21. Come biscoitos, pequena! Come biscoitos! Olha que há cousas melhores para vir do que dividires a vida em duas tablettes de chocolate!

 

22. Às vezes operamos entre as virtudes e os confeitos.

 

23. Se alguém me cravasse um punhal nas costas brutalmente enquanto escrevo voltada para ela?

Numa banda magnética captas facilmente o canto maquinal do Universo. Eu ando a aprender-lhe a língua.

Não leias os sentidos.
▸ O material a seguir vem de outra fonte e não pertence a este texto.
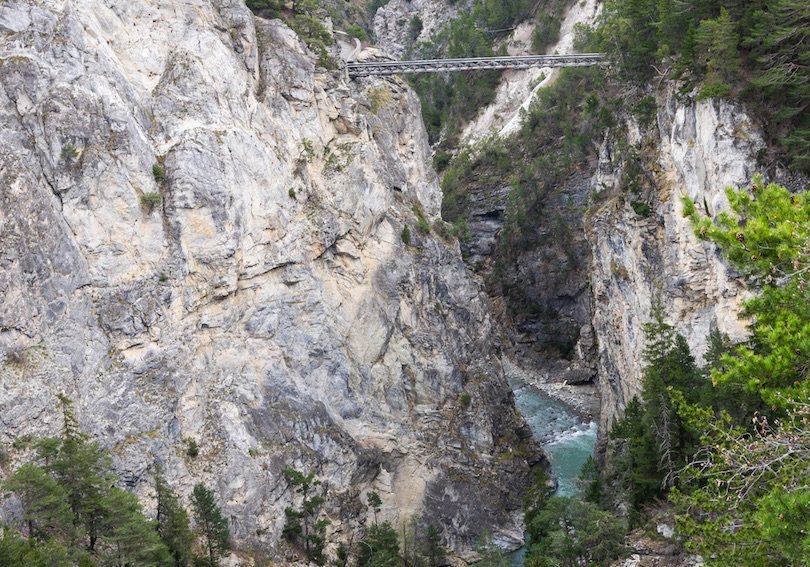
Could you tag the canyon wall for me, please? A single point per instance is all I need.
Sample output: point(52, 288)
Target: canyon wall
point(201, 237)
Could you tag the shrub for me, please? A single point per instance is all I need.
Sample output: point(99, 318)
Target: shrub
point(158, 172)
point(69, 152)
point(378, 97)
point(415, 28)
point(192, 448)
point(150, 200)
point(356, 31)
point(546, 32)
point(641, 209)
point(421, 222)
Só o som deve chegar devagarinho à ponta dos dedos. Dedos tão sensíveis!

O corpo asa-se e reflui, reflui num cenário de roxo ideográfico.
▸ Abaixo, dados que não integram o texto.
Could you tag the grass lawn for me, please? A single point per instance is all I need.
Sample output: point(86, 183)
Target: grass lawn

Tua arte conceptual, teus minimalismos chocantes.

 

25. Reflui num canário ideográfico. Qualquer coisa me encandeia como um tição suástico. O coração arde. Meu coração arde e carboniza.

Fica literalmente esturricado.

 

26. É a noite. Baixo no horizonte perfeito. E é o som que te avizinha. Som imperfeito. Ressoa, ressoa muito alfim da madrugada.

Inclina-se agora para uma lua oriental aceite por diplomacia.

A Lua vaga.

 

27. Estar em partida permanente, nunca sentada nem aqui, estando aqui sempre sentada. Defronte de binómios e de bipolaridades abstractamente erguidos contra mim.

 

28. É um som que se avizinha: Hahahahaha!..., numa onda enfática. E o espaço já tragou a alvorada!

Hahahahahahahahah!............, digo eu. E o mar repete. O mar repete a última sílaba de um nome contínuuooo.

 

29. Realizei agora o filme em diferido de que me faltava o versículo 29.

 

30. Trago o tempo às costas. Assopra-me ao ouvido numa língua bárbara. Quem no entende?

Volto-me para ti que vens manselinho da sonora coluna. Usarei contigo, se preciso flôr, de rigor e de inclemência.

Ilumino-te a cara, e a noite abrasa-se. Dou um nome ao teu rosto reflectido nas ondas, e a noite abrasa-se. Isto é tudo o que posso. A pesar de não ser nada, a noite abrasa-se.

 

31. Abrasa-me!

 

32. Marquei-te encontro no bar de uma estrela, na mais amada estrela da galáxia. O meu amor sorri por ti abaixo num perfume siderado.

 

33. Se eu quiser, dou cabo disto tudo.

 

34. Graças a Deus que não escreves cousas inúteis...

 

35. Essa frase é inútil.

 

36. Aqui está outra frase inútil.

 

37. Outra outra outra

38. E outra e outra e outra ainda além da frase que nunca será a primeira nem a última frase útil ou inútil incomensuravelmente.